Background Expression of genes regulating fatty acid metabolism is reduced in tubular epithelial cells from kidneys with tubulointerstitial fibrosis (TIF), thus decreasing the energy produced by fatty acid oxidation (FAO). Acetyl-CoA carboxylase (ACC), a target for the energy-sensing AMP-activating protein kinase (AMPK), is the major controller of the rate of FAO within cells. Metformin has a well described antifibrotic effect, and increases phosphorylation of ACC by AMPK, thereby increasing FAO.

Methods We evaluated phosphorylation of ACC in cell and mouse nephropathy models, as well as the effects of metformin administration in mice with and without mutations that reduce ACC phosphorylation.

Results Reduced phosphorylation of ACC on the AMPK site Ser79 occurred in both tubular epithelial cells treated with folate to mimic cellular injury and in wild-type (WT) mice after induction of the folic acid nephropathy model. When this effect was exaggerated in mice with knock-in (KI) Ser to Ala mutations of the phosphorylation sites in ACC, lipid accumulation and fibrosis increased significantly compared with WT. The effect of ACC phosphorylation on fibrosis was confirmed in the unilateral ureteric obstruction model, which showed significantly increased lipid accumulation and fibrosis in the KI mice. Metformin use was associated with significantly reduced fibrosis and lipid accumulation in WT mice. In contrast, in the KI mice, the drug was associated with worsened fibrosis.
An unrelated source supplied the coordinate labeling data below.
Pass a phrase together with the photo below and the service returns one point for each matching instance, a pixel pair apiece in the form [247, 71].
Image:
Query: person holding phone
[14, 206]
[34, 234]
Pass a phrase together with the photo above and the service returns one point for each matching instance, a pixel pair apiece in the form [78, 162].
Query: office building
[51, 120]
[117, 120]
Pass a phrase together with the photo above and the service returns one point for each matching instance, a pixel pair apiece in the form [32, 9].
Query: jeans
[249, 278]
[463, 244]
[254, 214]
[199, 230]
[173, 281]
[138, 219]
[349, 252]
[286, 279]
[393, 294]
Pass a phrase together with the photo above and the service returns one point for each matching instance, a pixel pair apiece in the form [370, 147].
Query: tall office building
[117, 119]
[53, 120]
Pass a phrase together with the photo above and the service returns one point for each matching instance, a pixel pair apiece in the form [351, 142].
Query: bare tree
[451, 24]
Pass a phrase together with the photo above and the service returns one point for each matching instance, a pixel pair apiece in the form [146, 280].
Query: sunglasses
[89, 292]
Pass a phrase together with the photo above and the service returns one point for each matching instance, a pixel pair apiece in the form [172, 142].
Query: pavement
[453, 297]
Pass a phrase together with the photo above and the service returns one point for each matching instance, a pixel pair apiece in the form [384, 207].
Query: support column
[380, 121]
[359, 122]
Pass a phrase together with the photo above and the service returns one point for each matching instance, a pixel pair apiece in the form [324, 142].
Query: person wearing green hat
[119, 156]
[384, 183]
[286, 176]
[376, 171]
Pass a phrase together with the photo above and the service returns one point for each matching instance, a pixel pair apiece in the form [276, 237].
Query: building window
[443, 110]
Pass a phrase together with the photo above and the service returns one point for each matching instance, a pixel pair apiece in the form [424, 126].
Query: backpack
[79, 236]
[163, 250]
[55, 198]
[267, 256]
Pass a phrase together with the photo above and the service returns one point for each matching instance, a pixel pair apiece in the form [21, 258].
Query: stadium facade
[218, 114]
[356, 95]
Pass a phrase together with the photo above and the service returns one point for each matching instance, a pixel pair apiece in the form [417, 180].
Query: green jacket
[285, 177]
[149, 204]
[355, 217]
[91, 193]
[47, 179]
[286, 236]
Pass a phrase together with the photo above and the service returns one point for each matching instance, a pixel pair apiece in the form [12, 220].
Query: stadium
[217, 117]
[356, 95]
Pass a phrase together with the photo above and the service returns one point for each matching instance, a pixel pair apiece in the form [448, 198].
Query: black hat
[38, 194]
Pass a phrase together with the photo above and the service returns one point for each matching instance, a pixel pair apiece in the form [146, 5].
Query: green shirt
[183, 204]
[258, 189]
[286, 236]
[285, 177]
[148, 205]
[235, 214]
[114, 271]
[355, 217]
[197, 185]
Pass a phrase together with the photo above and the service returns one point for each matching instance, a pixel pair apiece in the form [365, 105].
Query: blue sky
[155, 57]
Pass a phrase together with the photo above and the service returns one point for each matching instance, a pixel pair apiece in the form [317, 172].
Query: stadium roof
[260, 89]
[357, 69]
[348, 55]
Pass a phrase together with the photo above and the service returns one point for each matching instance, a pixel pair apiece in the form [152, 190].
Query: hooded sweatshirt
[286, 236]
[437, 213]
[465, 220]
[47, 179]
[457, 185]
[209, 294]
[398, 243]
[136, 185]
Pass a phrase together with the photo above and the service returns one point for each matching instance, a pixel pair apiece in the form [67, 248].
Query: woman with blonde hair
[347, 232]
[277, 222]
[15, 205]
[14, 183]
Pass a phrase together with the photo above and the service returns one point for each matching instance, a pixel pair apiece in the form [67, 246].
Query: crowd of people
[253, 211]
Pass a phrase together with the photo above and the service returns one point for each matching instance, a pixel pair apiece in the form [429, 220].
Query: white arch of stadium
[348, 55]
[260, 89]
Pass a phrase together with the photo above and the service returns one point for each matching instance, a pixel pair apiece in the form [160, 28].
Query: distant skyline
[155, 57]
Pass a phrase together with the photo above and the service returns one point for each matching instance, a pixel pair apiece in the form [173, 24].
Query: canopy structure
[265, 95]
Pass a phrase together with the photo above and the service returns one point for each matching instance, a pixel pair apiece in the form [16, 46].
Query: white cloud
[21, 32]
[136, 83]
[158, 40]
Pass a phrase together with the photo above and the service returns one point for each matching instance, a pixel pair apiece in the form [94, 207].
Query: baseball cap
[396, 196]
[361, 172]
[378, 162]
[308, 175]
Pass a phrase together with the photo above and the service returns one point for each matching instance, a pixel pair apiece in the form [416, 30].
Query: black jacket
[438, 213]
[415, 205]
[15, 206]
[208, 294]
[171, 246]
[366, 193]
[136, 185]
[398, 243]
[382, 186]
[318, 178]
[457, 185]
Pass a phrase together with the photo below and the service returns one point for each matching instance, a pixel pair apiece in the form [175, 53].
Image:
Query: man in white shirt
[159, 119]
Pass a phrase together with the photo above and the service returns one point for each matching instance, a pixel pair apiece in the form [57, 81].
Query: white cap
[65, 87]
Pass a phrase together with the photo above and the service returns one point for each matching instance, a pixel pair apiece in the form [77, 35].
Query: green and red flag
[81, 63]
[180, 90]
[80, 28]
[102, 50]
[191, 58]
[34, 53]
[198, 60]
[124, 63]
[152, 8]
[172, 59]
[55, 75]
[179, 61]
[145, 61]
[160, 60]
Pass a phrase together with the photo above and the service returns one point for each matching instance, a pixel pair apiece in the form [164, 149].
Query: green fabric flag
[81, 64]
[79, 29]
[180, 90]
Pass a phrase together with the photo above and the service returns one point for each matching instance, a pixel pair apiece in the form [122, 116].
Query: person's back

Conclusions These data indicate that reduced phosphorylation of ACC after renal injury contributes to the development of TIF, and that phosphorylation of ACC is required for metformin’s antifibrotic action in the kidney.

背景患有肾小管间质纤维化（TIF）的肾小管上皮细胞中调节脂肪酸代谢的基因的表达降低，从而降低了脂肪酸氧化（FAO）产生的能量。乙酰辅酶A羧化酶（ACC）是能量敏感的AMP激活蛋白激酶（AMPK）的靶标，是细胞内FAO发生率的主要控制者。二甲双胍具有良好的抗纤维化作用，并能增加AMPK对ACC的磷酸化作用，从而增加FAO含量。

方法我们评估了细胞和小鼠肾病模型中ACC的磷酸化，以及二甲双胍在有和无突变的小鼠中的作用，这些突变会降低ACC的磷酸化。

结果叶酸肾病模型诱导后，在用叶酸处理以模拟细胞损伤的肾小管上皮细胞和野生型（WT）小鼠中，AMPK位点Ser79上ACC的磷酸化均降低。当在具有ACC磷酸化位点的敲入（KI）Ser到Ala突变的小鼠中夸大了这种效应时，与WT相比，脂质积累和纤维化明显增加。在单侧输尿管阻塞模型中证实了ACC磷酸化对纤维化的影响，该模型显示KI小鼠中脂质蓄积和纤维化显着增加。使用二甲双胍与野生型小鼠的纤维化和脂质蓄积显着减少有关。相反，在KI小鼠中，该药物与纤维化恶化有关。

结论这些数据表明，肾脏损伤后ACC磷酸化水平的降低有助于TIF的发展，而二甲双胍在肾脏中的抗纤维化作用需要ACC的磷酸化。